Fragments of DNA from an environmental sample, such as ocean waters or soil, are compared against databases of known DNA sequences using BLAST or another algorithmic bioinformatics tool to assemble the segments into discrete comparable sequences. MEGAN is then used to compare the resulting sequences with gene sequences from GenBank in NCBI. Originally designed to investigate the DNA of a mammoth found in the Siberian permafrost, and described in a 2007 paper in
Genome Research MEGAN has since garnered hundreds of registered users. "The main use is probably to obtain a first analysis of a new dataset, which is then subsequently followed up by more detailed analyses. In some sequencing centers, MEGAN is routinely used to check whether a sequence project contains the types of sequences that it supposed to do," says Huson.
Huson and his team are now at work on MEGAN 2.0, which will aim at comparative analysis of multiple datasets. "Also, we are about to release a companion program MetaSim, that can be used to simulate a metagenome sequencing project, controlling both the exact mix of genomes and also the type of sequencing technology used," he says.

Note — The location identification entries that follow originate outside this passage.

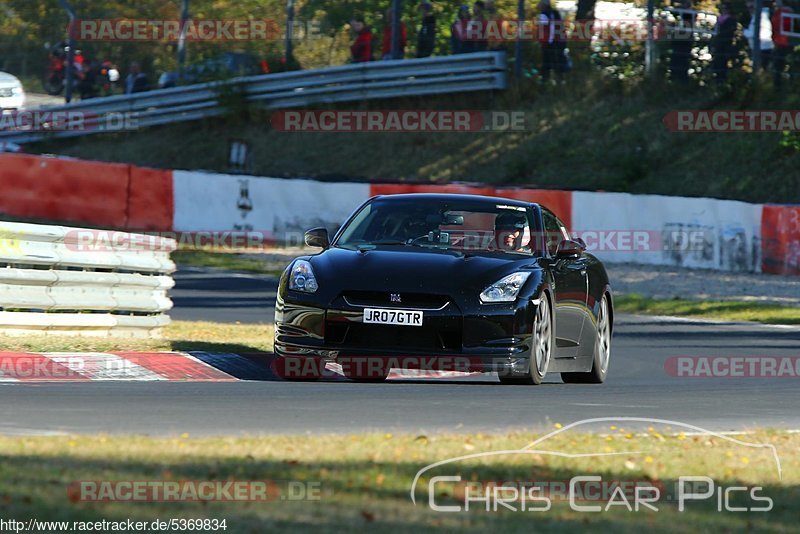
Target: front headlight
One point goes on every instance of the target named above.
(504, 290)
(302, 277)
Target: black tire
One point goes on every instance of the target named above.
(601, 351)
(541, 349)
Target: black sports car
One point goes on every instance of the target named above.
(446, 282)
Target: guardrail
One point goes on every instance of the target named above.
(72, 281)
(483, 71)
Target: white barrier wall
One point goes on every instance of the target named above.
(64, 281)
(699, 233)
(660, 230)
(275, 206)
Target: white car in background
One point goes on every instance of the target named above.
(12, 96)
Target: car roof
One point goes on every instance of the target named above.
(456, 197)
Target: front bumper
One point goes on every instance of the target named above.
(487, 338)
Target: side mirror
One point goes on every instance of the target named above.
(569, 249)
(318, 237)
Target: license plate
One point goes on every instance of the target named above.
(394, 317)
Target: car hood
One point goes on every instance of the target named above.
(416, 270)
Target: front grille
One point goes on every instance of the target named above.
(421, 301)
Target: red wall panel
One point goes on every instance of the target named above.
(63, 190)
(780, 239)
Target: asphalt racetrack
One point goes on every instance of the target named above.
(638, 386)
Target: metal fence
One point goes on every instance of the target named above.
(60, 280)
(483, 71)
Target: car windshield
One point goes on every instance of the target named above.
(461, 225)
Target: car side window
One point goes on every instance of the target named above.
(552, 230)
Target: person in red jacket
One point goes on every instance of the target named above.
(361, 49)
(387, 38)
(783, 45)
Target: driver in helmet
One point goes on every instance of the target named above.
(511, 232)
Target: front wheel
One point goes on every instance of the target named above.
(602, 350)
(541, 348)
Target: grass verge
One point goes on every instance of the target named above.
(364, 481)
(179, 335)
(709, 309)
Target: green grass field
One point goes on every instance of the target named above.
(709, 309)
(592, 133)
(363, 481)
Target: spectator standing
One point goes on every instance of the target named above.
(781, 41)
(496, 27)
(426, 39)
(765, 31)
(361, 49)
(551, 40)
(476, 33)
(458, 32)
(387, 37)
(722, 42)
(682, 42)
(137, 81)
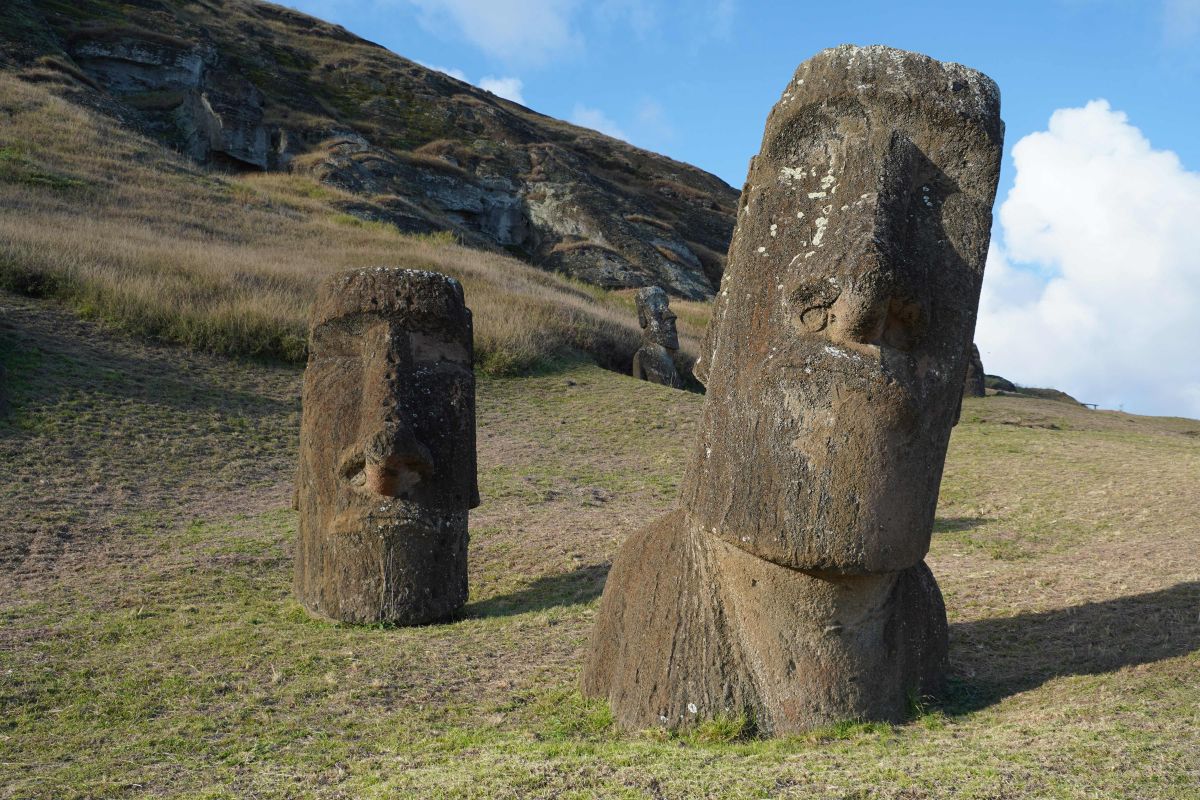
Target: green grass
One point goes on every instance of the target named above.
(151, 645)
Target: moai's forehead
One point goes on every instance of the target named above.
(419, 300)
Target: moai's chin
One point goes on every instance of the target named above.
(691, 629)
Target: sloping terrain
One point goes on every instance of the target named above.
(150, 647)
(131, 233)
(249, 85)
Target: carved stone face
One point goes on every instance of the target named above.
(657, 319)
(837, 346)
(388, 446)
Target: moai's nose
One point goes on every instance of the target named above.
(395, 461)
(859, 314)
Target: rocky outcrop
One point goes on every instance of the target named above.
(790, 587)
(973, 383)
(250, 85)
(183, 89)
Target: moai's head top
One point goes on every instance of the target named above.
(389, 401)
(837, 349)
(655, 317)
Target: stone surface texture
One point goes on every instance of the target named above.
(654, 361)
(791, 587)
(387, 468)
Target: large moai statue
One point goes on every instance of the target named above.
(790, 585)
(387, 449)
(973, 383)
(654, 361)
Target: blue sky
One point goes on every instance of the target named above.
(695, 79)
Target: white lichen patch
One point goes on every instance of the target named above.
(821, 223)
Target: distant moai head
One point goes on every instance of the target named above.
(835, 358)
(655, 317)
(387, 447)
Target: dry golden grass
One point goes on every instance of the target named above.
(137, 236)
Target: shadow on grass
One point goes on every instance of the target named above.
(994, 659)
(954, 524)
(580, 585)
(47, 354)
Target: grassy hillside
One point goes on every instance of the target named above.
(130, 233)
(150, 647)
(417, 148)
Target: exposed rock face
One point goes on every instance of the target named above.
(654, 361)
(255, 85)
(973, 383)
(387, 449)
(181, 89)
(999, 384)
(790, 585)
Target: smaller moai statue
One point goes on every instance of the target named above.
(654, 361)
(387, 449)
(973, 384)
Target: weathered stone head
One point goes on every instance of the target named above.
(837, 350)
(387, 449)
(790, 585)
(657, 319)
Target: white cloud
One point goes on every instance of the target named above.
(597, 120)
(1096, 289)
(505, 88)
(641, 14)
(519, 30)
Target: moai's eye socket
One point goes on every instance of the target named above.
(813, 299)
(815, 319)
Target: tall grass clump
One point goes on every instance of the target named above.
(148, 242)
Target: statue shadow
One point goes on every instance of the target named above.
(580, 585)
(955, 524)
(994, 659)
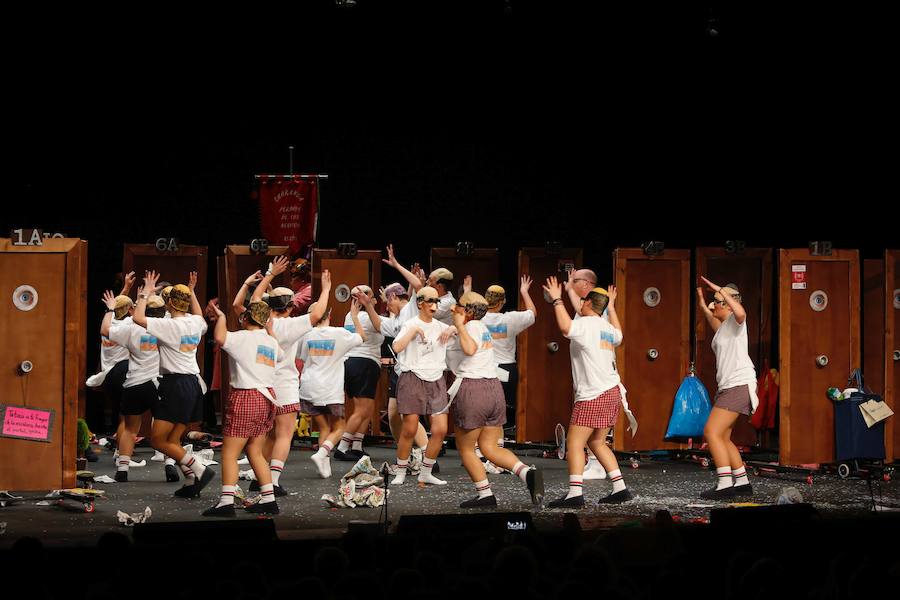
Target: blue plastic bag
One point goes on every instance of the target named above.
(691, 409)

Analysis of metagenomic data sets is still in its infancy, says Huson. "So a tool like MEGAN, which aims particularly at interactive exploration of data, rather than trying to cook a final answer, will help people to discover and understand how such an analysis should best be done."
A long way to go
The main message of metagenomics so far, according to Huson, is that the tree of life has a lot more branches than we thought. "Only about 300,000 species are represented by at least one gene sequence in the NCBI databases; however, nearly two million species have already been named and metagenome projects are confirming that the true spectrum of different types of organisms is probably much, much larger.